Politics, World, Russia-Ukraine War

Russia starts grain deliveries to Africa

Russian foreign minister says Burkina Faso, Central African Republic, Eritrea, Mali, Somalia, Zimbabwe will each get 50,000 tons of grain free of charge in coming months

Elena Teslova  | 01.09.2023 - Update : 01.09.2023
Russia starts grain deliveries to Africa


Russian Foreign Minister Sergey Lavrov said on Friday that "the practical work" on supply of Russian grain to six African countries has already begun.

Burkina Faso, the Central African Republic, Eritrea, Mali, Somalia, and Zimbabwe will each get 50,000 tons of grain free of charge in the coming months, he said at an event in Moscow.

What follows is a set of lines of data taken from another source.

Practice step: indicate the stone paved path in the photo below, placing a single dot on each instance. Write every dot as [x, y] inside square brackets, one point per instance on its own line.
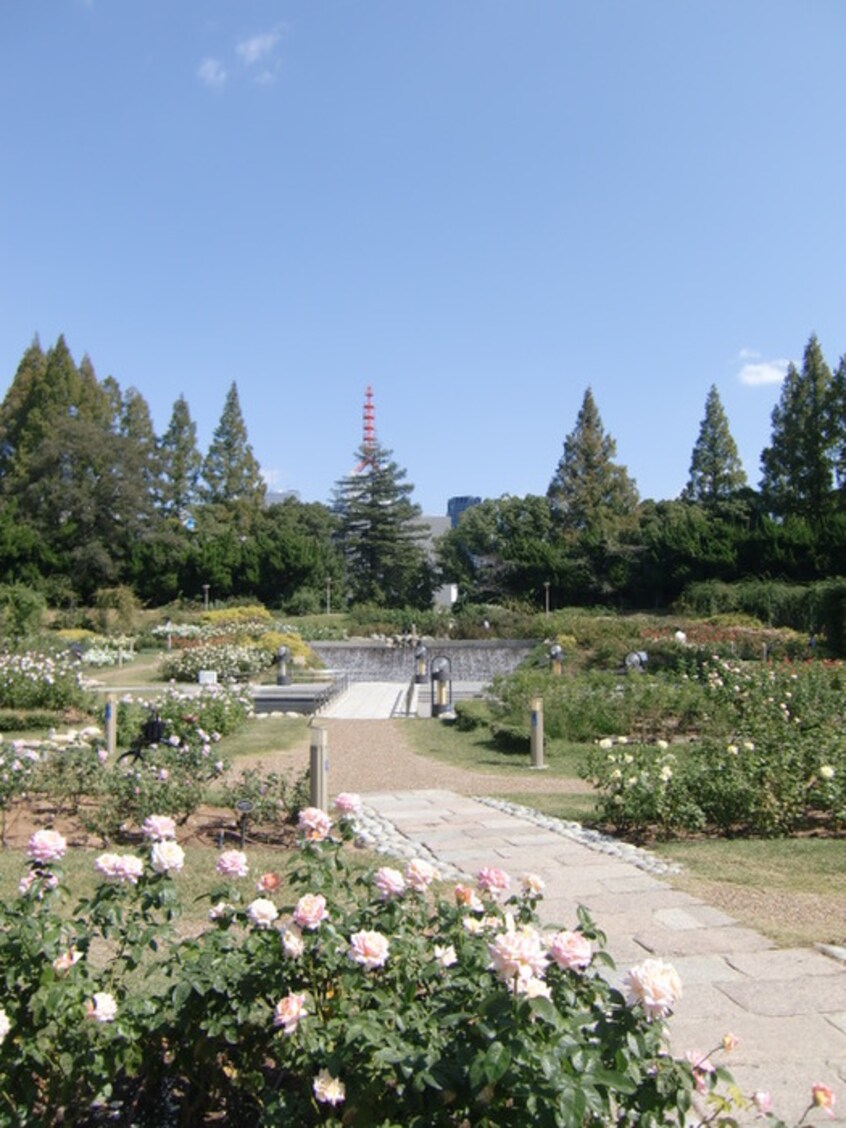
[787, 1006]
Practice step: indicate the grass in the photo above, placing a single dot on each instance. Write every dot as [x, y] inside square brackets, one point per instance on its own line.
[792, 890]
[142, 670]
[264, 737]
[477, 751]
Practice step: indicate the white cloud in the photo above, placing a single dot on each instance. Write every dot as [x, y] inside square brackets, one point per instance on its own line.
[212, 72]
[767, 371]
[254, 49]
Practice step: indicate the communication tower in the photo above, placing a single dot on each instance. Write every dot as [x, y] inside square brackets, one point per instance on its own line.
[368, 441]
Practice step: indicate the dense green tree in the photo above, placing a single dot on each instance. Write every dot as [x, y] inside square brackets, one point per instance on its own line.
[716, 472]
[798, 466]
[589, 492]
[181, 464]
[380, 536]
[837, 429]
[502, 548]
[231, 474]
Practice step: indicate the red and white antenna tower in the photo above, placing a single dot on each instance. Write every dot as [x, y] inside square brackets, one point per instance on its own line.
[368, 442]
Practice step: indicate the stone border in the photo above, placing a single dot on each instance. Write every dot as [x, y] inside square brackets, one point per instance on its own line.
[592, 839]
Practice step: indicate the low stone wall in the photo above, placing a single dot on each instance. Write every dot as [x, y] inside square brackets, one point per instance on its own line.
[366, 660]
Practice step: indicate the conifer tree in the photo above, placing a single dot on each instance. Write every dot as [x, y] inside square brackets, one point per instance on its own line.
[181, 463]
[379, 534]
[715, 468]
[230, 470]
[590, 492]
[798, 466]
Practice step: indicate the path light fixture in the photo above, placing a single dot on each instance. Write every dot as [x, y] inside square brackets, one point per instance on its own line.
[420, 664]
[283, 678]
[441, 670]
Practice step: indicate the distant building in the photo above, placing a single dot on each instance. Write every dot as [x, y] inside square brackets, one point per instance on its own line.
[457, 505]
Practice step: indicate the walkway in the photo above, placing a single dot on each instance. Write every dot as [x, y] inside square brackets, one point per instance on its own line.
[786, 1006]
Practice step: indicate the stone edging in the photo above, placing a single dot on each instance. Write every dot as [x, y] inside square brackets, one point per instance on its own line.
[595, 840]
[373, 831]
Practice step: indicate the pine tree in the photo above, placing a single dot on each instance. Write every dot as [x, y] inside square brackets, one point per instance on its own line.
[798, 466]
[230, 470]
[590, 492]
[379, 534]
[715, 468]
[181, 464]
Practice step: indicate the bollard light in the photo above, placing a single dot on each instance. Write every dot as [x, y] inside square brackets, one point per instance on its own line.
[441, 685]
[420, 664]
[283, 678]
[536, 734]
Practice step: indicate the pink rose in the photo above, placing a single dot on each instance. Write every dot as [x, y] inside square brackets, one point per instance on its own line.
[468, 898]
[315, 824]
[262, 913]
[328, 1090]
[347, 802]
[167, 856]
[158, 827]
[289, 1013]
[292, 943]
[369, 949]
[389, 882]
[46, 846]
[232, 863]
[518, 955]
[103, 1007]
[120, 867]
[310, 910]
[822, 1098]
[571, 950]
[655, 985]
[446, 955]
[65, 961]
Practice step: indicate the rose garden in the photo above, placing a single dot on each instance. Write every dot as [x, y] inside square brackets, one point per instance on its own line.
[165, 968]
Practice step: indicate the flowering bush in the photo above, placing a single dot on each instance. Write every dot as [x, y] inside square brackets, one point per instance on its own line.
[34, 680]
[420, 1006]
[775, 763]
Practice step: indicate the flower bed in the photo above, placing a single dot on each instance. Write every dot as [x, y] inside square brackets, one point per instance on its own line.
[377, 999]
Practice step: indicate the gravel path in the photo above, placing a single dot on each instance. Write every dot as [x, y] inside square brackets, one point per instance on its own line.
[378, 756]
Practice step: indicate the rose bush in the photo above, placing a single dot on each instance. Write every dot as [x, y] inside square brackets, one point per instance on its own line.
[433, 1005]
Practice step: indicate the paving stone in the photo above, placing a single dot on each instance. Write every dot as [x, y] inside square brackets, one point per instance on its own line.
[786, 963]
[791, 997]
[703, 941]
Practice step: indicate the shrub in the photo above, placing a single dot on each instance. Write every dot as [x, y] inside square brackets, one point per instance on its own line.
[378, 999]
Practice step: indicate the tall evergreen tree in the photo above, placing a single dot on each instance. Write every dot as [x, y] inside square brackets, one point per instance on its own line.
[589, 492]
[379, 534]
[181, 464]
[230, 470]
[716, 472]
[798, 466]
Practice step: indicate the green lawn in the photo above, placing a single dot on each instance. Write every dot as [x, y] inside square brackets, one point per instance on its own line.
[792, 890]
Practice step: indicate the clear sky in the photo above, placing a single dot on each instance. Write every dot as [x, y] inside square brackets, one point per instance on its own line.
[479, 208]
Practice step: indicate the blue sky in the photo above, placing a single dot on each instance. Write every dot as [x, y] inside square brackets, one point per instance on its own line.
[479, 209]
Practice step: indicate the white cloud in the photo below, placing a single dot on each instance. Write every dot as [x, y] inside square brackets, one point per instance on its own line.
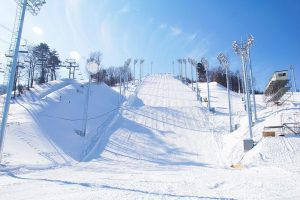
[37, 30]
[75, 55]
[163, 26]
[191, 37]
[124, 9]
[175, 30]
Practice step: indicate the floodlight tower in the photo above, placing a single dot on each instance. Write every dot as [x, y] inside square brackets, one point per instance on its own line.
[173, 67]
[192, 77]
[180, 68]
[126, 70]
[239, 84]
[204, 62]
[141, 66]
[225, 63]
[92, 68]
[250, 42]
[241, 49]
[33, 6]
[134, 63]
[194, 63]
[151, 66]
[293, 78]
[184, 62]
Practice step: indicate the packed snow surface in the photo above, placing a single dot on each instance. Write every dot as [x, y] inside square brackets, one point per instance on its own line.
[156, 142]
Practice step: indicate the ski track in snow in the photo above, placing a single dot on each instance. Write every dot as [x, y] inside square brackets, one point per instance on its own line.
[161, 144]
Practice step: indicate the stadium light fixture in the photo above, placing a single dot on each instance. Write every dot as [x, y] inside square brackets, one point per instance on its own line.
[241, 49]
[33, 6]
[205, 63]
[225, 63]
[134, 63]
[184, 62]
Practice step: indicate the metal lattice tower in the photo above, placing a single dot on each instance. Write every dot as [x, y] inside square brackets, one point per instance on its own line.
[225, 63]
[241, 50]
[33, 6]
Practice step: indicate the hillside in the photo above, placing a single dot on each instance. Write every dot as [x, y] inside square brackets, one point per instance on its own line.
[160, 144]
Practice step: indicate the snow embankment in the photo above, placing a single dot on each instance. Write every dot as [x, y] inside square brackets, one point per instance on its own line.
[44, 123]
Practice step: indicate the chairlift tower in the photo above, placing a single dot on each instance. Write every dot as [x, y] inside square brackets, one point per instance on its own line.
[225, 63]
[33, 6]
[241, 49]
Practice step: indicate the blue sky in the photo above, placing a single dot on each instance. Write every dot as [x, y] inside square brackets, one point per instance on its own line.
[165, 30]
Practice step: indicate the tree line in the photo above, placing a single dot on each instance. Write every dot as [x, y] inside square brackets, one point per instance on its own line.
[37, 64]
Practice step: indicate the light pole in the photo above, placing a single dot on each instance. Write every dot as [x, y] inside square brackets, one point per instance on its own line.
[180, 68]
[204, 62]
[126, 70]
[173, 67]
[33, 6]
[225, 63]
[239, 86]
[184, 62]
[134, 63]
[192, 77]
[241, 49]
[250, 41]
[141, 63]
[194, 63]
[293, 77]
[92, 68]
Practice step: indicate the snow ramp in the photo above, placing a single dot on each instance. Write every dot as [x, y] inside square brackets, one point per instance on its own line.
[164, 124]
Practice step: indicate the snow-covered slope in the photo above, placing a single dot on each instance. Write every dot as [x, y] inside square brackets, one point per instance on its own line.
[43, 123]
[162, 144]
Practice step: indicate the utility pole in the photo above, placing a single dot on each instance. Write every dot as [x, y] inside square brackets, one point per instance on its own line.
[32, 6]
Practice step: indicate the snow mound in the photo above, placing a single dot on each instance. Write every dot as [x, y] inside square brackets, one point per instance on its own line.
[44, 122]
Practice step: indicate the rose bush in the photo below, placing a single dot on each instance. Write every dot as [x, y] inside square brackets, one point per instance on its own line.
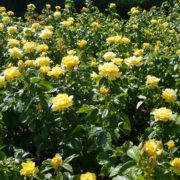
[90, 96]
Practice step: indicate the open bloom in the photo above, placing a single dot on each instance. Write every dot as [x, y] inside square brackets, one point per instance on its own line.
[70, 61]
[62, 102]
[28, 168]
[163, 114]
[109, 70]
[152, 81]
[133, 61]
[153, 147]
[56, 72]
[88, 176]
[15, 52]
[109, 55]
[56, 161]
[169, 95]
[11, 73]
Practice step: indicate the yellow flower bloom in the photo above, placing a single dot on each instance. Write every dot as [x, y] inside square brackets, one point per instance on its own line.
[56, 72]
[70, 61]
[153, 147]
[82, 43]
[56, 161]
[29, 47]
[109, 70]
[152, 81]
[46, 34]
[45, 69]
[103, 90]
[28, 168]
[11, 73]
[162, 114]
[29, 63]
[43, 61]
[109, 55]
[42, 47]
[133, 61]
[169, 95]
[13, 42]
[2, 81]
[12, 30]
[62, 102]
[171, 144]
[175, 163]
[88, 176]
[117, 61]
[15, 52]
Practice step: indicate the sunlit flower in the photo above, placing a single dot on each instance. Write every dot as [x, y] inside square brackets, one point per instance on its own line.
[169, 95]
[70, 61]
[62, 102]
[163, 114]
[88, 176]
[109, 70]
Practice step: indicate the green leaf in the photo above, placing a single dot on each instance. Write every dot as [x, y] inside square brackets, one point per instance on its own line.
[134, 153]
[70, 158]
[67, 167]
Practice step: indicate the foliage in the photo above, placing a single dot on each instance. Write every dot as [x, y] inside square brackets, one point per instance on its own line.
[94, 93]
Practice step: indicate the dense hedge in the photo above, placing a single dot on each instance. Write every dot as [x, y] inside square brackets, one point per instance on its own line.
[19, 6]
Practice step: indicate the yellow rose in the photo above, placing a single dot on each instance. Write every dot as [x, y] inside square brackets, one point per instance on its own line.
[56, 161]
[171, 144]
[133, 61]
[12, 30]
[45, 69]
[103, 90]
[109, 55]
[29, 63]
[162, 114]
[2, 81]
[109, 70]
[42, 47]
[13, 42]
[29, 47]
[175, 162]
[70, 61]
[57, 14]
[152, 81]
[56, 72]
[62, 102]
[153, 147]
[169, 95]
[42, 61]
[15, 52]
[82, 43]
[11, 73]
[88, 176]
[28, 168]
[46, 34]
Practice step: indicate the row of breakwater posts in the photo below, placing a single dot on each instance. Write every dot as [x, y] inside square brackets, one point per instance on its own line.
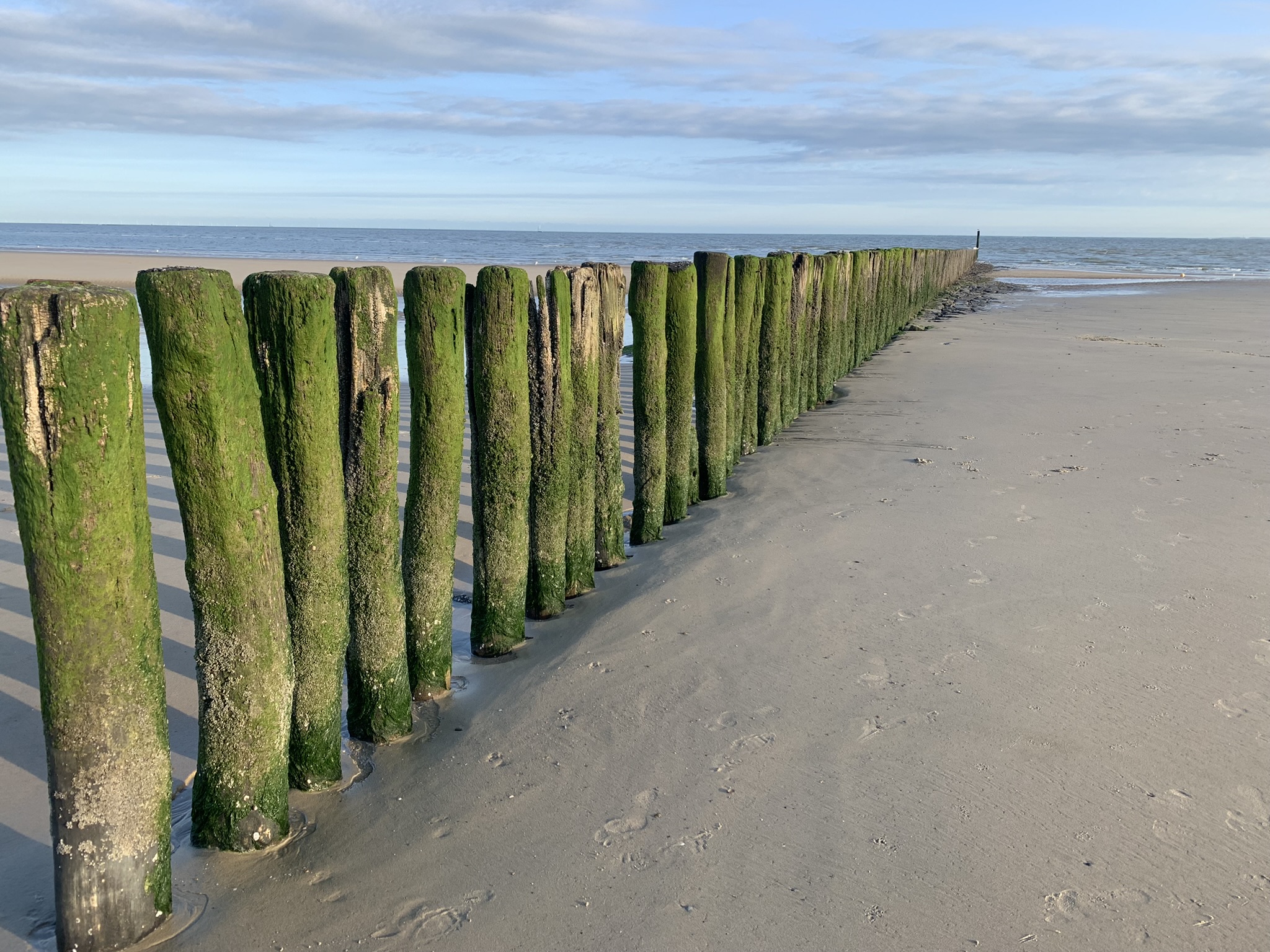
[280, 412]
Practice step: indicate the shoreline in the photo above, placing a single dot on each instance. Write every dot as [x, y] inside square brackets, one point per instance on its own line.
[116, 270]
[975, 638]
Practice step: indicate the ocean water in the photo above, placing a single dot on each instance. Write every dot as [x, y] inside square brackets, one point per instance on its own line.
[1215, 258]
[1196, 257]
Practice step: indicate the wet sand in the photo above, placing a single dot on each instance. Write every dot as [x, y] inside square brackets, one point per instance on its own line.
[1009, 696]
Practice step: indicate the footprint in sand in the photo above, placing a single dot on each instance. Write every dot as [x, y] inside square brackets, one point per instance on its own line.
[873, 726]
[424, 923]
[755, 742]
[723, 721]
[878, 678]
[1237, 707]
[625, 827]
[1254, 818]
[1062, 906]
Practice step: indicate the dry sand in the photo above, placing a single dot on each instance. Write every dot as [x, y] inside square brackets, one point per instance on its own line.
[1010, 697]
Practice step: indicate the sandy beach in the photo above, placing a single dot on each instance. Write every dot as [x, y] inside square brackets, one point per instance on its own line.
[973, 658]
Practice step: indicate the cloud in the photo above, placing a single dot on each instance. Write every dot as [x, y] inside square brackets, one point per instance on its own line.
[311, 69]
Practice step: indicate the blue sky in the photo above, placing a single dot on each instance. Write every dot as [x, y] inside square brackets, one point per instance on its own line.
[1073, 118]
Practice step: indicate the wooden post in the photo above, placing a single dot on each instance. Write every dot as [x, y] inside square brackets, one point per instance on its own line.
[550, 418]
[585, 355]
[208, 402]
[711, 374]
[70, 392]
[370, 390]
[291, 325]
[773, 342]
[648, 390]
[734, 366]
[498, 367]
[791, 389]
[681, 357]
[827, 330]
[610, 490]
[750, 307]
[435, 323]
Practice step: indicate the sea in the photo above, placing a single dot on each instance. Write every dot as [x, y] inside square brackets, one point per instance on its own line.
[1197, 258]
[1212, 259]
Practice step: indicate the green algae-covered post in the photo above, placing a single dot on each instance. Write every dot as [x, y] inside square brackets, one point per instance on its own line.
[498, 366]
[648, 391]
[748, 296]
[846, 329]
[812, 334]
[791, 397]
[681, 357]
[585, 355]
[291, 325]
[208, 403]
[435, 322]
[550, 415]
[827, 328]
[73, 419]
[370, 390]
[711, 374]
[774, 333]
[733, 367]
[610, 532]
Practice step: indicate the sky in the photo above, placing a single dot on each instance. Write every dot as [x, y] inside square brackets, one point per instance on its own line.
[806, 116]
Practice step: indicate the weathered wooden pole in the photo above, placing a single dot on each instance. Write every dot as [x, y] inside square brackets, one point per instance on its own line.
[681, 357]
[498, 366]
[610, 489]
[73, 419]
[648, 391]
[585, 355]
[748, 298]
[734, 368]
[848, 332]
[827, 329]
[773, 338]
[208, 403]
[550, 418]
[435, 322]
[791, 394]
[370, 392]
[291, 325]
[711, 374]
[812, 334]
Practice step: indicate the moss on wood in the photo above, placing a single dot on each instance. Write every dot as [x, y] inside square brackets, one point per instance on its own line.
[498, 366]
[435, 343]
[550, 418]
[681, 356]
[711, 374]
[585, 353]
[208, 402]
[73, 418]
[748, 283]
[610, 489]
[773, 342]
[648, 390]
[370, 392]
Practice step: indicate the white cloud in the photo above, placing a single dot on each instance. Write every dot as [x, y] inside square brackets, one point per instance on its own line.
[305, 69]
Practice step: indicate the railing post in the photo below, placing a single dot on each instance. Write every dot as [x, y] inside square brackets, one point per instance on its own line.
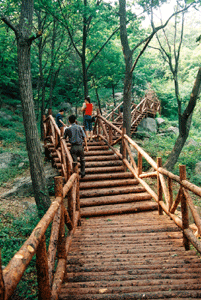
[123, 146]
[75, 170]
[61, 238]
[170, 193]
[44, 292]
[98, 122]
[49, 111]
[184, 208]
[70, 196]
[139, 164]
[159, 187]
[110, 135]
[2, 286]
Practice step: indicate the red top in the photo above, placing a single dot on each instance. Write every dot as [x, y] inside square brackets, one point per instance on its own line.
[88, 109]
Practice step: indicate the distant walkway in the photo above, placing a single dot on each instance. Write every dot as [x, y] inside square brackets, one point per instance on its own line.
[134, 256]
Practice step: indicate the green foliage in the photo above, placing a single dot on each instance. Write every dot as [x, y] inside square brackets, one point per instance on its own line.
[12, 237]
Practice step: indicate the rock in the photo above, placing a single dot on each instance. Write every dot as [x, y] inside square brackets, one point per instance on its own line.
[21, 165]
[5, 115]
[160, 121]
[67, 107]
[192, 143]
[198, 167]
[7, 158]
[118, 96]
[148, 124]
[23, 186]
[173, 129]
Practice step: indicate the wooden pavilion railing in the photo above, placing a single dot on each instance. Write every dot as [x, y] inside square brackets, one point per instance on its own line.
[143, 109]
[165, 180]
[57, 216]
[50, 263]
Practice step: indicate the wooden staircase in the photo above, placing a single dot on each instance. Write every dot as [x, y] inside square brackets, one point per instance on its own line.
[107, 188]
[133, 256]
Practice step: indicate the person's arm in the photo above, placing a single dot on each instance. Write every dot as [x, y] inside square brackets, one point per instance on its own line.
[62, 122]
[86, 147]
[83, 106]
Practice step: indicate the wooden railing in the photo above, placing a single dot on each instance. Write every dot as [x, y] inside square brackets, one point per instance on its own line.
[138, 112]
[64, 213]
[58, 215]
[165, 181]
[145, 107]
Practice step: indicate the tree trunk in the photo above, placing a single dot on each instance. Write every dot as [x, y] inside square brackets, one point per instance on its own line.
[185, 124]
[128, 67]
[32, 139]
[52, 64]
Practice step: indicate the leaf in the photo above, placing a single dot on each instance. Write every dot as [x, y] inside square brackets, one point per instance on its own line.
[102, 291]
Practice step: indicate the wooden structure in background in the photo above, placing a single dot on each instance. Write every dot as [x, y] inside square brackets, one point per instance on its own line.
[148, 107]
[127, 249]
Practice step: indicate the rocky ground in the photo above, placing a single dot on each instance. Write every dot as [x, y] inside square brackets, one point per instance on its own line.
[16, 195]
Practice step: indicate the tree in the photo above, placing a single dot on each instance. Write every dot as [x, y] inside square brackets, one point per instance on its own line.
[171, 53]
[128, 52]
[82, 19]
[24, 36]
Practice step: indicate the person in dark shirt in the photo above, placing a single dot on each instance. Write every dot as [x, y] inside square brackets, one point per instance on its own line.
[59, 120]
[76, 137]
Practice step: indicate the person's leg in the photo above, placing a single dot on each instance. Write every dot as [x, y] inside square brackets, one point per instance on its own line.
[87, 134]
[86, 126]
[82, 160]
[73, 152]
[90, 129]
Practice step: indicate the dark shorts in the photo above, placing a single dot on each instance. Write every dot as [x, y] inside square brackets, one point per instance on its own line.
[87, 123]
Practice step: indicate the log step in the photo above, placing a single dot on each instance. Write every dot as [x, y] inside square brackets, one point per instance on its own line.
[108, 175]
[103, 170]
[111, 191]
[106, 163]
[147, 262]
[107, 183]
[114, 199]
[118, 209]
[102, 158]
[99, 153]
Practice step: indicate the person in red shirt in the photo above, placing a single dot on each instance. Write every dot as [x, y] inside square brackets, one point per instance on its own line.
[88, 109]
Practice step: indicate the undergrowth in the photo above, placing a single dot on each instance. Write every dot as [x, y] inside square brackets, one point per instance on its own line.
[13, 233]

Russia will also pay the related expenses, he added.

Touching upon Ukraine, he said Saudi Arabia informed Moscow that the meeting that took place on Aug. 5-6 in Jeddah was organized "to convey to the Western participants and to Ukraine itself the idea" that the peace settlement between Moscow and Kyiv could not move forward without Russia's participation.

He said the West will continue to support Ukraine for only as long as it was in Afghanistan, Iraq and other countries.

On Russia looking to do trade in currencies other than the US dollar, he said Washington has undermined the position of the currency by weaponizing it.

At the moment, there is not enough experience to switch to any other currency, but gradually standard procedures will evolve because a lot of countries are forced to seek an alternative, he added.

Specifically, he mentioned the Eurasian Economic Union (EAEU), saying 90% of the association's trade turnover in 2023 will be in national currencies.

Lavrov also said that Iran, Russia, Türkiye and Syria continue contacts on the draft implementation of the roadmap for normalization of relations between Damascus and Ankara, which started in 2022.

"We have adopted a statement expressing our interest in working out a roadmap for normalization between Syria and Türkiye. We handed over the draft roadmap to all our colleagues sometime in June. Contacts are continuing now to bring it to a generally acceptable state, when it could have already been approved," he said.

Lavrov said Russia suggested Ankara and Damascus to return to the 1998 Adana agreement to handle difference over counter-terror measures.

"The US illegal support of Kurdish separatism" is another problem for the Turkish-Syrian normalization, he added.